The cost of borrowing Turkish lira spiked on Tuesday, highlighting how the currency, once a darling of emerging-market investors, has lost appeal.

The interest rate attached to so-called swap transactions, which allow one party to obtain lira for a short period in exchange for dollars, reached 1,000% in annualized terms on offshore markets, according to analysts and traders.

The exorbitant rate wasn't a reflection of high demand for the lira, analysts said, but rather of how the Turkish currency's offshore market has become dysfunctional.

The spike, which began overnight, was likely the result of a bank or investor trying to buy lira after having shorted it, or bet on its weakening, and being unable to buy the currency back, said Timothy Ash, senior sovereign strategist covering emerging markets at BlueBay Asset Management.
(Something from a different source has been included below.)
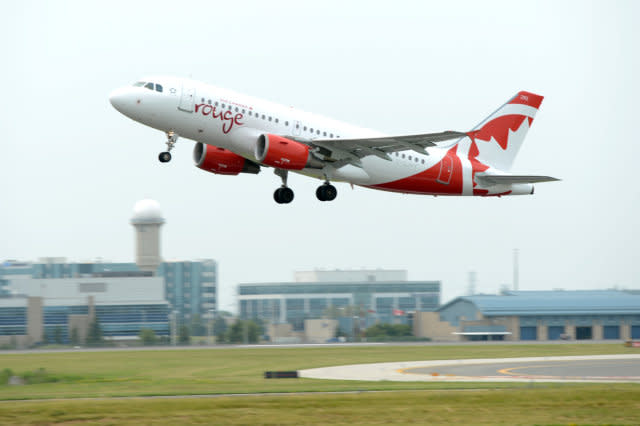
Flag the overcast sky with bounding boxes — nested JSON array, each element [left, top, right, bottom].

The lack of liquidity, or ease with which traders can buy or sell, stems from Turkish authorities making it more difficult for local banks to provide lira to foreign banks. This has decreased access to the lira, pushing up borrowing rates to obtain it.

"They've limited that market massively," Mr. Ash said. "The offshore market is broken."

The overnight spike heightened investor nervousness over the lira's future trajectory. Investors are worried that Turkey's central bank, which sold billions of dollars in recent months in a bid to prop up the lira, is running low on options to curb volatility in its currency. The central bank used its own reserves, but also dollars borrowed from domestic banks, to buy the lira. As a result, it owes more foreign currency to the banks than it currently has in its coffers.

The central bank has said it has adequate reserves.

A textbook lever to support the lira, which has lost more than 14% against the dollar so far this year, would be to increase the central bank's benchmark lending rate. But Turkey's President Recep Tayyip Erdogan has instructed the country's financial authorities to keep interest rates low and boost lending to households and businesses to fuel economic growth.

At home, analysts said that the central bank could continue to tap into the pool of dollars credited on the books of Turkish lenders, which stands at about $230 billion, as long as the banks don't express an immediate need for them.

Abroad, however, they said that the shrinking offshore lira market would soon create problems for Turkey itself. Initially, Turkish authorities sought to make it harder for investors and banks to bet on the lira weakening, helping limit the lira's slide against the dollar this year. But the restrictions have also hindered the activities of foreign portfolio investors willing to buy assets in lira, as well as of direct investors in Turkey, they said.

"It's not a sustainable story," said Charles Robertson, chief economist at Renaissance Capital. "You can't do this without creating problems in the function of financial markets."